3) The mounted component can enter the update phase if a relevant reactive state change is detected - values are recalculated, the virtual DOM is patched, and the HTML is re‑rendered.
4) The component is unmounted because different content is rendered, navigation occurs, or the app exits.
5) The component instance ceases to exist.

Before and after each mount, update, and unmount phase, you can register a callback that Vue runs every time it reaches that point. Use the special lifecycle hooks functions onBeforeMount(), onMounted(), etc. This can be useful if, for example, you want to show a message that page initialization completed or release resources after the component is done.

Beware of two things:

• Async functions are not awaited here. If needed, put await directly in <script setup>. An async function inside onBeforeMount() does not guarantee that DOM mounting starts only after it finishes.
• Don’t place hook registration inside an asynchronous block (e.g., within setTimeout).

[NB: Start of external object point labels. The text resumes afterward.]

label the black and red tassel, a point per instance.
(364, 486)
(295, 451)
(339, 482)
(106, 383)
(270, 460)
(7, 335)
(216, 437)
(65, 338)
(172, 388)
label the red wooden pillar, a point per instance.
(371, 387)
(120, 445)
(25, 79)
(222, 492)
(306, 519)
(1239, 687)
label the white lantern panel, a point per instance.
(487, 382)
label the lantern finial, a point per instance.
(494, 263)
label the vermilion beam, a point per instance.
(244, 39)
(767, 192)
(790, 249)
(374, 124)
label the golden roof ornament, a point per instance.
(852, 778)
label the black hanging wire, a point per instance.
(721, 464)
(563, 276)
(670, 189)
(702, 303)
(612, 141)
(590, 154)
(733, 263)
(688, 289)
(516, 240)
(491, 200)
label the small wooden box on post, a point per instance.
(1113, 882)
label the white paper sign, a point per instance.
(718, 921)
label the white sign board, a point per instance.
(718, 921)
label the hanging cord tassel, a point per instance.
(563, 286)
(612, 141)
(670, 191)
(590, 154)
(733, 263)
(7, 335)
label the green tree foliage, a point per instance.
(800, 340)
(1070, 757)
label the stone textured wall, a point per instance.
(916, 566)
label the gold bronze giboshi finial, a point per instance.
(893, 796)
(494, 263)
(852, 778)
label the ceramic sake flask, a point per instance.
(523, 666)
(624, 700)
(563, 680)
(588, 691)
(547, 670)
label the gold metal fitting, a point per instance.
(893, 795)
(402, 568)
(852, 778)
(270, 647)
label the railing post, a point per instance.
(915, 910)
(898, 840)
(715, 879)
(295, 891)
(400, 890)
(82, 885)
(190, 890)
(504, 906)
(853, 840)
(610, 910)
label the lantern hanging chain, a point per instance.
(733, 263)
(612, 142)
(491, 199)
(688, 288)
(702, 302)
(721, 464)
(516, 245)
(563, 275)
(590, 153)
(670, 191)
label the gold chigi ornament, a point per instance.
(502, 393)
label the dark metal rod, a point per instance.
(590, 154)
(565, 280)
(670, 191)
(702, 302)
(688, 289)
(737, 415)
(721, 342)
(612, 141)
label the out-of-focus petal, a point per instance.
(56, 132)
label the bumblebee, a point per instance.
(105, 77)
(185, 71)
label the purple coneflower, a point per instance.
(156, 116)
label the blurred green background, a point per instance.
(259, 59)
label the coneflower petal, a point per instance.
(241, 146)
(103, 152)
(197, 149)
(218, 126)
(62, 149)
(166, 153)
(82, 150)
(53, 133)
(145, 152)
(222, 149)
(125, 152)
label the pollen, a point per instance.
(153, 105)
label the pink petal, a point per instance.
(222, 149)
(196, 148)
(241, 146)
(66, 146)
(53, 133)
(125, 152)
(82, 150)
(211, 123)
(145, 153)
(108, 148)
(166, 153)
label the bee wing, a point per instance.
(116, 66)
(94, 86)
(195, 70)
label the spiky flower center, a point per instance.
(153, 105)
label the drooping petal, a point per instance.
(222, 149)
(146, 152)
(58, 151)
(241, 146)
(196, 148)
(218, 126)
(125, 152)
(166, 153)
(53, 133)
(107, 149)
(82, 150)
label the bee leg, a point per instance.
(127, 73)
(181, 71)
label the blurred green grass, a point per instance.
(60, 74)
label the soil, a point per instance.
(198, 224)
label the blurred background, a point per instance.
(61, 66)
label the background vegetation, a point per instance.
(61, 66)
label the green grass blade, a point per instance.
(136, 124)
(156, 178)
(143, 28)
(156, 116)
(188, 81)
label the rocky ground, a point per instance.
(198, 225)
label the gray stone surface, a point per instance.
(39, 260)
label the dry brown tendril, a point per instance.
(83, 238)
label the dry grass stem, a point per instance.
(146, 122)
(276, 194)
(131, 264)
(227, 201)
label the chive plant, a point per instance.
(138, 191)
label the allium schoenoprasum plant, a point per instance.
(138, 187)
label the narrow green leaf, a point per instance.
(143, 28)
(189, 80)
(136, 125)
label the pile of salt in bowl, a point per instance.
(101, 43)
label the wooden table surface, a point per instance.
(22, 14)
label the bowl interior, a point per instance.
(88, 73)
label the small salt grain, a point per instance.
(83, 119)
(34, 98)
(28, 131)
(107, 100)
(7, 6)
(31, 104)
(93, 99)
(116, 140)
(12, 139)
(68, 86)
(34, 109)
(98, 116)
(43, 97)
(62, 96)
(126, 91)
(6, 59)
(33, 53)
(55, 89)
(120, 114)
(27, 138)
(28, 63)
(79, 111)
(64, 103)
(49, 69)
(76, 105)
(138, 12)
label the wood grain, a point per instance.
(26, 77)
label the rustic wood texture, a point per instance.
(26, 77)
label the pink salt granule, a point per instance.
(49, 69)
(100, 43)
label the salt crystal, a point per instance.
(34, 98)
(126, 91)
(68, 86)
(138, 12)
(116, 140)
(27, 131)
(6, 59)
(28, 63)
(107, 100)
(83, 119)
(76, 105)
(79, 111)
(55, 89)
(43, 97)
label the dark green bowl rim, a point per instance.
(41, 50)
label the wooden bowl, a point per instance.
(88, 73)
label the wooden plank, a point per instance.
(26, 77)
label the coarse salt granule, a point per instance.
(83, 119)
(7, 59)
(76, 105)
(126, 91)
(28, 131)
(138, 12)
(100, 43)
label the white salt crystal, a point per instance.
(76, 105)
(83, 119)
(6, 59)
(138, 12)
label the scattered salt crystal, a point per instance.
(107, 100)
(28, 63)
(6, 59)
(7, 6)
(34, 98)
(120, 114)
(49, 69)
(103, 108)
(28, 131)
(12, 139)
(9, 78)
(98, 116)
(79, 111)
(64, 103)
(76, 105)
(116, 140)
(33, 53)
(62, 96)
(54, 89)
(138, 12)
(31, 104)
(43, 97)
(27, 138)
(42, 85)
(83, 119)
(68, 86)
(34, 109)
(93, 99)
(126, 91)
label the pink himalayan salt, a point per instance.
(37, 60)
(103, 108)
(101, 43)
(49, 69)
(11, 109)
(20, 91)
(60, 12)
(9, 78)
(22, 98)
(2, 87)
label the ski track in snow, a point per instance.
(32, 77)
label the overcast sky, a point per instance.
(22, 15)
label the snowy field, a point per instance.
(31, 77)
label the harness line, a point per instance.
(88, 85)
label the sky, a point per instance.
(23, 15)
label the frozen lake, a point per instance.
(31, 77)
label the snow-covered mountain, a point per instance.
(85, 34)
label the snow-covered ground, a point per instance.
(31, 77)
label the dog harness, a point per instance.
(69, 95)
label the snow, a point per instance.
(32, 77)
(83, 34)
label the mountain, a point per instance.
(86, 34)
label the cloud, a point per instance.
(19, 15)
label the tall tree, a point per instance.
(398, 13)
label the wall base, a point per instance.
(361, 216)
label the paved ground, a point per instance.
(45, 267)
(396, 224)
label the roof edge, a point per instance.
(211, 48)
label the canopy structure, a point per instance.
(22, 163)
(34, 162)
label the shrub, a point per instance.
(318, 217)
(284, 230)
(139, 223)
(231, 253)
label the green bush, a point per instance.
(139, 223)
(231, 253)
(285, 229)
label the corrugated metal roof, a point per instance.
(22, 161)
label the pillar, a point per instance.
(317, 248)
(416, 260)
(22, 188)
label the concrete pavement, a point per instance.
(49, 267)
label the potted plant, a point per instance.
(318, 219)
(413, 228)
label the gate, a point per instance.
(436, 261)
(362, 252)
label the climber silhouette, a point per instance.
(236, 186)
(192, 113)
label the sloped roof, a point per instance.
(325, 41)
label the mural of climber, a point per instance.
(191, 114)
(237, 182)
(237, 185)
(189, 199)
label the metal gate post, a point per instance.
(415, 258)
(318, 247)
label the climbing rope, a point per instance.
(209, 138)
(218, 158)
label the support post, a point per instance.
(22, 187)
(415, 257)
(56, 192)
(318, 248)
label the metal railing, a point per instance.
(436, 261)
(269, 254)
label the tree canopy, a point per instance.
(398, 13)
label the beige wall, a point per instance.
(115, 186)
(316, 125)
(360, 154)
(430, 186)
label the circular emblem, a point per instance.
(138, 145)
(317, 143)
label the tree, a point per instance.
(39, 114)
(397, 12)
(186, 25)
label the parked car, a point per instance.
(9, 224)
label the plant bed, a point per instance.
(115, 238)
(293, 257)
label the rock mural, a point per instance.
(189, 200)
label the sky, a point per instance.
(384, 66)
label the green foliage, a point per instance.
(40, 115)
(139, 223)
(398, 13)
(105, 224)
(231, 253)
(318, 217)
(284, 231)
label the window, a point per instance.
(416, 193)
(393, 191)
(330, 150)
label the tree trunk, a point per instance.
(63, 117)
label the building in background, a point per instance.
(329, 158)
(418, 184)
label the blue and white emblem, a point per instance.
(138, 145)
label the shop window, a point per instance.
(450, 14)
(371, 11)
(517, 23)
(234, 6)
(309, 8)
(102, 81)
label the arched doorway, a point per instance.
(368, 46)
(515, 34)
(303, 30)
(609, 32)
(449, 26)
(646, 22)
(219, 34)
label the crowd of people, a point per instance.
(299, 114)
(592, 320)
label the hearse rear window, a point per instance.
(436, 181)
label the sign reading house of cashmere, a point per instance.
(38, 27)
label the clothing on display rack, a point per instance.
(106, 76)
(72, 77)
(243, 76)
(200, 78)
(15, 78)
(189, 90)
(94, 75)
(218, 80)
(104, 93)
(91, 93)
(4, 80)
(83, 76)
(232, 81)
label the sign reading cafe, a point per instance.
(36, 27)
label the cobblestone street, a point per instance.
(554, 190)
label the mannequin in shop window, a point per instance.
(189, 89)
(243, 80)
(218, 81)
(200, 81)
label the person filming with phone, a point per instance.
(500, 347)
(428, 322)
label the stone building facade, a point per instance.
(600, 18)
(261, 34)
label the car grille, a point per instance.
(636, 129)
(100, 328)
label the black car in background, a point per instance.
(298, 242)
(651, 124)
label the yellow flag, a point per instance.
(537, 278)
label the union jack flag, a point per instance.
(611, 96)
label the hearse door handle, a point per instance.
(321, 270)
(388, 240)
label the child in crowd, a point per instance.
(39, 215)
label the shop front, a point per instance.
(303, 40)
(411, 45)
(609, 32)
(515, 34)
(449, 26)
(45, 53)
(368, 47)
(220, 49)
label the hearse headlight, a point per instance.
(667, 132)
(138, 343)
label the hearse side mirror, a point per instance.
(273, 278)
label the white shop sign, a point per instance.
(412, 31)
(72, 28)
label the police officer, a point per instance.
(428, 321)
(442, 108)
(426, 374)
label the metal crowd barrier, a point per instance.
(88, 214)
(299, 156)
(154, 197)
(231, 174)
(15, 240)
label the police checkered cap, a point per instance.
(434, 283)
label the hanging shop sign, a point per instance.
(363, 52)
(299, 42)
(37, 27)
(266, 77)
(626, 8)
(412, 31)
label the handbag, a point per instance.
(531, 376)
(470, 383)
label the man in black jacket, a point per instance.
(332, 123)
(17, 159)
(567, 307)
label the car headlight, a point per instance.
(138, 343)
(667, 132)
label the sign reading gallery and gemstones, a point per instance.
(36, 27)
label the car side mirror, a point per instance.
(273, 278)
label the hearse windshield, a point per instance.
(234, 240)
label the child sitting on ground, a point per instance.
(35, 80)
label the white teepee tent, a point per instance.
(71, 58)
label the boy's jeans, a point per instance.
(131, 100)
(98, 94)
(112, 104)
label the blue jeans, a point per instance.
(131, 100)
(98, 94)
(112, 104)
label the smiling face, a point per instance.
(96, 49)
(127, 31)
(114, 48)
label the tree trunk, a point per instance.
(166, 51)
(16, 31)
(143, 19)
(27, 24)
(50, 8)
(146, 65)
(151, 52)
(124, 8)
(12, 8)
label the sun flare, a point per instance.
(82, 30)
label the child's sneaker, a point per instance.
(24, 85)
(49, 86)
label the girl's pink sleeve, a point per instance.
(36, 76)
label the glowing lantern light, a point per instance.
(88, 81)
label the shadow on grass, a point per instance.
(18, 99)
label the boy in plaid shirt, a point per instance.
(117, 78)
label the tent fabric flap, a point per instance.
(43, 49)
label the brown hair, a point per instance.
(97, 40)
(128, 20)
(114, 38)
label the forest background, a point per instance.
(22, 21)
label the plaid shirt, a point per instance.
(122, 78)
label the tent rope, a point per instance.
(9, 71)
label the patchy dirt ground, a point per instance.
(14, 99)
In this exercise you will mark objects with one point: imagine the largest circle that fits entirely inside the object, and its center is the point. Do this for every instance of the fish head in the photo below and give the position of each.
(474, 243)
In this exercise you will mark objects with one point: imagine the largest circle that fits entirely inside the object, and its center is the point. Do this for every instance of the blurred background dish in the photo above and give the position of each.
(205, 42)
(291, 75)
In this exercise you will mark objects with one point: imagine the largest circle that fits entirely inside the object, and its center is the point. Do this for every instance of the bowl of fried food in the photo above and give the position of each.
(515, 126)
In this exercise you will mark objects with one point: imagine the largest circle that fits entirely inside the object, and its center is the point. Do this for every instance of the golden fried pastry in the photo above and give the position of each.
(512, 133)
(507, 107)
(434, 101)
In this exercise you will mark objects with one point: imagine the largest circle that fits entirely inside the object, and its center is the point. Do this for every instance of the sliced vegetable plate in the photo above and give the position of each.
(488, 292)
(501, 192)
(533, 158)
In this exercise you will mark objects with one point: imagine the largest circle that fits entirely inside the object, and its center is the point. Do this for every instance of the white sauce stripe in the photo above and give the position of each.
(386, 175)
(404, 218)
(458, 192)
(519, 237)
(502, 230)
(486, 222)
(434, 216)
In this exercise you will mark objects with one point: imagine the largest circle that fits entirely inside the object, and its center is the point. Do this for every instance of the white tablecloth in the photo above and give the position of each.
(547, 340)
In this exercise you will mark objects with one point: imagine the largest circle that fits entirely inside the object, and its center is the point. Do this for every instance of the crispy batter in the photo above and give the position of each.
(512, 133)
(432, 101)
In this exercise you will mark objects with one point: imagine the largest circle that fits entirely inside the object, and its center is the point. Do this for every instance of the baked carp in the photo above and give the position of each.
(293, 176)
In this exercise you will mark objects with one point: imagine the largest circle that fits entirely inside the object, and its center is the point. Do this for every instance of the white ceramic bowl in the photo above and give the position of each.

As soon as <script setup> finishes synchronously, Vue loses the current component instance context, so there is nothing to attach to.

More information, including a clear diagram, can be found HERE.

Summary

This article is already quite long, even though we only skimmed the surface of most topics and didn’t start many others. I repeat my tip from the beginning - read the Vue documentation, where you’ll find much more. There is, of course, an extensive documentation for Nuxt too.

At this point, you should be armed with enough knowledge about Vue and the Nuxt framework to start building larger, more realistic apps yourself. However, doing everything from scratch could be unnecessarily time‑consuming. In the next part of the tutorial, we’ll show how to integrate elements of selected UI libraries with little effort and start using them right away.